Mongoose: eachAsync: Cursor already in use

Created on 10 Oct 2019  路  9Comments  路  Source: Automattic/mongoose

Do you want to request a feature or report a bug?
bug

What is the current behavior?
Since the last update of mongoose I experience a lot of "Cursor already in use" in long running queries where a cursor is used in combination with eachAsync().

If the current behavior is a bug, please provide the steps to reproduce.
Run a long runnign query and use eachASync to iterate over it. It's not 100% reproducable, but it happens significantely often.

What is the expected behavior?
No cursor already in use error.

What are the versions of Node.js, Mongoose and MongoDB you are using? Note that "latest" is not a version.

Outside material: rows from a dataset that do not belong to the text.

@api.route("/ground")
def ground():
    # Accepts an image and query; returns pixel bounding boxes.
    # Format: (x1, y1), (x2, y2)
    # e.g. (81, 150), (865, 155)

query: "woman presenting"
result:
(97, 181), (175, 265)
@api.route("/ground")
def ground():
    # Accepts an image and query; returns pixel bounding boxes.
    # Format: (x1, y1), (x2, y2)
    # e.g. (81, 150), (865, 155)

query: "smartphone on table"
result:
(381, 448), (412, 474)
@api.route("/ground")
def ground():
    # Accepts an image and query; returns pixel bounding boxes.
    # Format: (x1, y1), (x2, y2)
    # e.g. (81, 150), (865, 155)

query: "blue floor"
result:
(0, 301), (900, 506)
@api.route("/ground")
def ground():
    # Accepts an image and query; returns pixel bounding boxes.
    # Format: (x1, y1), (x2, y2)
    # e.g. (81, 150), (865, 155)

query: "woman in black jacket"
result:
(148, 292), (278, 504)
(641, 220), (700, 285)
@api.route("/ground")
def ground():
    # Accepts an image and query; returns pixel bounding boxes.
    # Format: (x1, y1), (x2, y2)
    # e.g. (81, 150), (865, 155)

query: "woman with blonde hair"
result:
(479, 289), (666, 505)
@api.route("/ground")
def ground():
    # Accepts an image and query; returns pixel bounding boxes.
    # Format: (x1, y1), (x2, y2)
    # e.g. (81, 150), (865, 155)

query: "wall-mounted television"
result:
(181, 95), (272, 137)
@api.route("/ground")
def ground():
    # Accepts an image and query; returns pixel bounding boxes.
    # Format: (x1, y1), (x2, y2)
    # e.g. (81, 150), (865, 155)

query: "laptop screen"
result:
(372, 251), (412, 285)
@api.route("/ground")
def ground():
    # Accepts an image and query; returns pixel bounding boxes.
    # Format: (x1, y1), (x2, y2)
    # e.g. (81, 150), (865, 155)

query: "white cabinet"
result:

  • tested with v12.6.0 and v10.16.3 (LTS).
  • mongoose: v5.7.3
  • mongodb: 4.0.10
confirmed-bug

All 9 comments

const stream = DbModel.find({
                createdAt: { $lt: new Date() },
            })
                .lean()
                .cursor({ batchSize: 1500 });

await stream.eachAsync(myObject => asyncDataProcessing(), { parallel: 5 });

One more thing: It seems sometimes if there is no error, the script just finishes earlier without all processed data sets. Sometimes a lot (e.g. supposed to iterate over 3500 sets, finished only around 700).

Backtrace:

MongoError: Cursor already in use (namespace: 'aDatabase.aCollection', id: 5482770079154774044).
  File "/var/app/current/node_modules/mongoose/node_modules/mongodb/lib/core/connection/pool.js", line 466, col 61, in Connection.<anonymous>
    return handleOperationCallback(self, workItem.cb, new MongoError(responseDoc));
  File "events.js", line 198, col 13, in Connection.emit
  File "domain.js", line 448, col 20, in Connection.EventEmitter.emit
  File "/var/app/current/node_modules/mongoose/node_modules/mongodb/lib/core/connection/connection.js", line 364, col 10, in processMessage
    conn.emit(
  File "/var/app/current/node_modules/mongoose/node_modules/mongodb/lib/core/connection/connection.js", line 566, col 15, in Socket.<anonymous>
    processMessage(conn, emitBuffer);
  File "events.js", line 198, col 13, in Socket.emit
  File "domain.js", line 448, col 20, in Socket.EventEmitter.emit
  File "_stream_readable.js", line 288, col 12, in addChunk
  File "_stream_readable.js", line 269, col 11, in readableAddChunk
  File "_stream_readable.js", line 224, col 10, in Socket.Readable.push
  File "internal/stream_base_commons.js", line 94, col 17, in Pipe.onStreamRead [as onread]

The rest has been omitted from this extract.